最も良いやり方は、英語なら(Oxford: Oxford University Press, 2004)のように「出版地:出版社、出版年」を書くやり方で、日本語でもたまに(東京:岩波書店、2017年)とか書いてる人はいます。
ただ、英語(あるいは他のヨーロッパの言語)の文献は出版地があちらこちらにあるわけですが、日本語の場合はほとんどが東京でたまに京都や横浜が混じり、分野によっては札幌が加わり、たまに広島や大阪や福岡で出た本が散見される……といった具合なので、「東京」とだけ書いてたら大混乱必至だと思います。
英語圏の日本研究なんかを見ると、「特別な表記がない限り出版地は東京ね」と記して、日本語の文献については出版地を書かずに出版社だけ書いてたりします(たとえば、ケネス・ルオフ『紀元二千六百年』朝日新聞出版、2010年)。
この「出版社を略す」風習は欧米でも議論があるところで、ウンベルト・エーコ先生は『論文作法』という名著の中で「出版地だけ書いてあっても本を探せない! 出版社も書くべきだ!」って主張してます。私はもっともだと思うんですが、根強く普及していて廃れない形式なんですよねこれ。
ただ、最近は逆に「出版地を略す」方式が出てきつつあるみたいです。なんでかといえばOxford University Pressみたいに世界各地に支社を持っていると、どこを発行地として書けばいいのか混乱するし煩雑になるからなんですよね……
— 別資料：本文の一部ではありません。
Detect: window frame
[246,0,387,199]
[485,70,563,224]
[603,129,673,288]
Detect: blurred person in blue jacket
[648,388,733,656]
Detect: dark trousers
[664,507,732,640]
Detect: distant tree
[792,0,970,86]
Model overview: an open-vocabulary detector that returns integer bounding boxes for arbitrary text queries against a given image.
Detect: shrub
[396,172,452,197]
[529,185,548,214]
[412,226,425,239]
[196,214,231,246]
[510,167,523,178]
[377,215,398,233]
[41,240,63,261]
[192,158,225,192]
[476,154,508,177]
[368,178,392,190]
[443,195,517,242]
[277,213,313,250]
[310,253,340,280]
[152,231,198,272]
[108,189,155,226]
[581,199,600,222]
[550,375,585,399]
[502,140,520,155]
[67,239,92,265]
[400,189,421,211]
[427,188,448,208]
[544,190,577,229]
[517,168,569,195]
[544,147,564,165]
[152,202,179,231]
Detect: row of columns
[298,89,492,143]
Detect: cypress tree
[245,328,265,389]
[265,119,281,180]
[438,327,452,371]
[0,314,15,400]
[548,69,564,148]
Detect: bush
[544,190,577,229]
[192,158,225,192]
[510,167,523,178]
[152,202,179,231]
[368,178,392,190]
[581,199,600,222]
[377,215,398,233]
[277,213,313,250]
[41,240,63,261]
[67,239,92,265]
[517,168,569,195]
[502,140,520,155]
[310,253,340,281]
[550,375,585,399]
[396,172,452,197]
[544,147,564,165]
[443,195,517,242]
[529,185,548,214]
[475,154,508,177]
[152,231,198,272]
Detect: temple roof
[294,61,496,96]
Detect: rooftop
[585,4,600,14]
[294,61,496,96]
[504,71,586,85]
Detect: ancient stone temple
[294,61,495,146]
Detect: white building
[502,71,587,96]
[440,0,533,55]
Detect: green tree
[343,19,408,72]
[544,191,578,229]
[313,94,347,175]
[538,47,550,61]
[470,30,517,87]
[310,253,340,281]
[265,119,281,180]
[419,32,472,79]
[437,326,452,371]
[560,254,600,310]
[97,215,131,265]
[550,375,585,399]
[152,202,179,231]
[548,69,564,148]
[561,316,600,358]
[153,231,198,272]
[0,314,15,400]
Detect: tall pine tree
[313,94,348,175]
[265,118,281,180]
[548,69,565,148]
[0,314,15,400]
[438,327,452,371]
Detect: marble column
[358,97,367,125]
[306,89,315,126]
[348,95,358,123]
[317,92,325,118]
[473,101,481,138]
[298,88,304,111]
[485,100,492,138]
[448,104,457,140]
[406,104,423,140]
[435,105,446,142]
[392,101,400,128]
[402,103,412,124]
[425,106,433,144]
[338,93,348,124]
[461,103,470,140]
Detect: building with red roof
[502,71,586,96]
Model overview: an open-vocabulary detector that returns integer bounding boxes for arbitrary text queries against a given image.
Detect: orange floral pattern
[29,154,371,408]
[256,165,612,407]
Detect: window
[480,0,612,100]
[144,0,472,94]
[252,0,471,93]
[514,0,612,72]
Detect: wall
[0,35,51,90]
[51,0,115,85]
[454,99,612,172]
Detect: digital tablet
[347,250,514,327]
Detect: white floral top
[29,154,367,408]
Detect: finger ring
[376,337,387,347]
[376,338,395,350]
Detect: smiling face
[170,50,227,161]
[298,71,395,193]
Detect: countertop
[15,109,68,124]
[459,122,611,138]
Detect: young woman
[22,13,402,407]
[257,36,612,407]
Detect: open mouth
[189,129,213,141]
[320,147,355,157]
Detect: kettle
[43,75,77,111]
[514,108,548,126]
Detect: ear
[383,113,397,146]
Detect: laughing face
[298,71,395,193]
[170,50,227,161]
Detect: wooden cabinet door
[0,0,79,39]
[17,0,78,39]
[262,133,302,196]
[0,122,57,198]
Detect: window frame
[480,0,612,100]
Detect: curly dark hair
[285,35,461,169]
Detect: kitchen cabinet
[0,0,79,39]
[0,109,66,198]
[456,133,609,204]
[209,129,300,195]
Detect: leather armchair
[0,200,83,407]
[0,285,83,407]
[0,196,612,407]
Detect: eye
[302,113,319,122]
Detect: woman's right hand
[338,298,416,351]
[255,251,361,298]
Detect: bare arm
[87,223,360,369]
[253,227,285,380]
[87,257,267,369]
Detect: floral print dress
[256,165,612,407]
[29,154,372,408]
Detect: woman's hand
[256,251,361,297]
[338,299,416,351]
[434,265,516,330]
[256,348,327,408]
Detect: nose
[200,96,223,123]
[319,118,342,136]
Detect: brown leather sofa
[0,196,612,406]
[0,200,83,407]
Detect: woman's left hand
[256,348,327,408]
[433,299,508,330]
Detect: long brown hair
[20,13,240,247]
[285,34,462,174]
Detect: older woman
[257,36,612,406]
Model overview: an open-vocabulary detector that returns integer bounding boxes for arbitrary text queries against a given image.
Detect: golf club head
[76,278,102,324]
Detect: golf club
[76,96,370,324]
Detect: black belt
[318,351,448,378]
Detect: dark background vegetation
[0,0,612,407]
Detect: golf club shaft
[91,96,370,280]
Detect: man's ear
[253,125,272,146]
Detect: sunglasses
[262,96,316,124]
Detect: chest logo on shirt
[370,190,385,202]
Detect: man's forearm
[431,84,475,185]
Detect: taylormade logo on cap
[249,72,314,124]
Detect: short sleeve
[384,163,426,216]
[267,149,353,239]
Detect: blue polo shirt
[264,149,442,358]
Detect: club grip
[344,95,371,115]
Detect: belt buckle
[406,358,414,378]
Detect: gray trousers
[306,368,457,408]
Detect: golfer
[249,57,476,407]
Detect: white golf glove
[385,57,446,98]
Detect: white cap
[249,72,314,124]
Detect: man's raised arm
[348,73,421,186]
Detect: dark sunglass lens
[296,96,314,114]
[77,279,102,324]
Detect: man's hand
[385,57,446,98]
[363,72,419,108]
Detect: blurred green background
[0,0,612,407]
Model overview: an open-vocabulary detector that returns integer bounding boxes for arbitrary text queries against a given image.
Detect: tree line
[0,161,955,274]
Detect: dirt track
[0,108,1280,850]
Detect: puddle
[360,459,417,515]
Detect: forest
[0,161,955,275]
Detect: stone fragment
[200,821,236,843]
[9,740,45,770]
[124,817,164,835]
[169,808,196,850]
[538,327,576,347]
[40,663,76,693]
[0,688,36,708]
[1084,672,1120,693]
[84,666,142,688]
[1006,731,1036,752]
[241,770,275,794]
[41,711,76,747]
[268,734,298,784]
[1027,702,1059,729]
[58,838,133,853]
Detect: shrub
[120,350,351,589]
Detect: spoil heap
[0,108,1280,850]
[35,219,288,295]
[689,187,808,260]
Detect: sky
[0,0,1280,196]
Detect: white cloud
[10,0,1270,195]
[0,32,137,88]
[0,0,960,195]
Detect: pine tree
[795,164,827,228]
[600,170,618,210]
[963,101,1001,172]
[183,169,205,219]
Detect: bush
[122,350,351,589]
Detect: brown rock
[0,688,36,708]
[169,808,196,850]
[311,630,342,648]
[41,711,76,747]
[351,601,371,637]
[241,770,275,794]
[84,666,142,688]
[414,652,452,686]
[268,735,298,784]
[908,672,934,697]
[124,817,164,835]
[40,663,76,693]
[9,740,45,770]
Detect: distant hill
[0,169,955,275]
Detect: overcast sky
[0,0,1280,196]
なんかけっこうな数の人に勘違いされてるようで驚く。そんなおかしなことじゃないでしょ。ということで補足。
言っとくけど、これは剽窃や無断転載をしていいって意味じゃないですよ。参考文献の情報を表示する方法が違うってだけの話。
標準的な理系とか社会科学系の論文では、注ってこうやって示しますよね(以下、例はあくまで架空のものです)。
Trump (2018: 70)は次のように主張している。一方、Obama (2018: 47)はこれに反対していて……
この場合、文献リストがないと駄目です。だってこれだけじゃ、どの論文・書籍のことなのかわからないもん。だから、論文の末尾に文献リストをつけて、
って書く必要があるわけです。これがないとアウト。
トランプは次のように主張している(※1)。一方、オバマはこれに反対していて……(※2)
※1 Donald Trump, Make America Great Again (New York: Trump Tower, 2018), 70.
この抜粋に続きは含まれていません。